Big Tips : Computational complexity of SVM

When using SVM for classification, it is actually two completely different processes of training and classification, so the discussion of complexity cannot be generalized. What we are talking about here is mainly the complexity of the training phase, that is, the complexity of solving the quadratic programming problem. Spend. The solution to this problem is basically divided into two parts, the analytical solution and the numerical solution.

Analytical solution is a theoretical solution. Its form is an expression, so it is accurate. As long as a problem has a solution (what else is involved in a problem without a solution, haha), its analytical solution must exist. . Of course, existence is one thing, and being able to solve it, or being able to solve it within an acceptable time frame, is another. For SVM, the worst time complexity of obtaining an analytical solution can reach O(N sv 3 ), where N sv is the number of support vectors, and although there is no fixed ratio, the number of support vectors is also the same as depends on the size of the training set.

Numerical solutions are solutions that can be used, which are numbers one by one, and are often approximate solutions. The process of finding a numerical solution is very similar to the exhaustive method. Start with a number and try it out when the solution does not meet a certain condition (called the stop condition, that is, after this is satisfied, the solution is considered to be accurate enough, and there is no need to continue the calculation. ), then try the next one. Of course, the next number is not randomly selected, and there are certain rules and regulations to follow. Some algorithms only try one number at a time, while others try more than one, and the methods for finding the next number (or the next group of numbers) are also different, the stopping conditions are also different, and the final solution accuracy is also different. Different from each other, it can be seen that the discussion of the complexity of finding numerical solutions cannot be separated from specific algorithms.
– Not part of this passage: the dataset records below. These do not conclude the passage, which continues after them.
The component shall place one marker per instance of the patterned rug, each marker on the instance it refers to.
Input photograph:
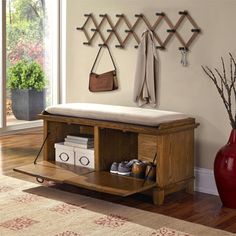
(32, 210)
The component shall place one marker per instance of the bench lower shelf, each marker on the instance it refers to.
(101, 181)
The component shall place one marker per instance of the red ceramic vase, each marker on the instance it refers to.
(225, 172)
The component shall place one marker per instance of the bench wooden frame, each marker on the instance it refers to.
(114, 141)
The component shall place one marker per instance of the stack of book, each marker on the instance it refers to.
(82, 141)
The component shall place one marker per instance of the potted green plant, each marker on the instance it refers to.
(26, 80)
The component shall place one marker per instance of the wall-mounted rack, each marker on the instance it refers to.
(141, 18)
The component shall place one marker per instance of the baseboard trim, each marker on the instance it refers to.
(205, 181)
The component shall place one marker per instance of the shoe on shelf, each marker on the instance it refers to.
(139, 169)
(124, 168)
(114, 168)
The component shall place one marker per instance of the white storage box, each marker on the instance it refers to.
(84, 157)
(64, 154)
A specific algorithm, the Bunch-Kaufman training algorithm, has a typical time complexity between O(N sv 3 +LN sv 2 +dLN sv ) and O(dL 2 ), where N sv is the number of support vectors, L is the number of training set samples, and d is the dimension of each sample (the original dimension, the dimension before mapping to the high-dimensional space). The complexity will change because it is not only related to the scale of the input problem (not only related to the number of samples and dimensions), but also related to the final solution of the problem (that is, related to the support vector). If the support vector is relatively small, the process will Much faster, if there are many support vectors, close to the number of samples, it will produce a very bad result of O(dL 2 ). , huh, and this input scale is too normal for text classification).

So looking back, it becomes clear why the one-to-one method, despite having a larger number of two-class classifiers to train, actually takes less time than the pair-rest method, which considers all samples per training (It's just that different parts are divided into positive or negative classes each time ) , which is naturally much slower.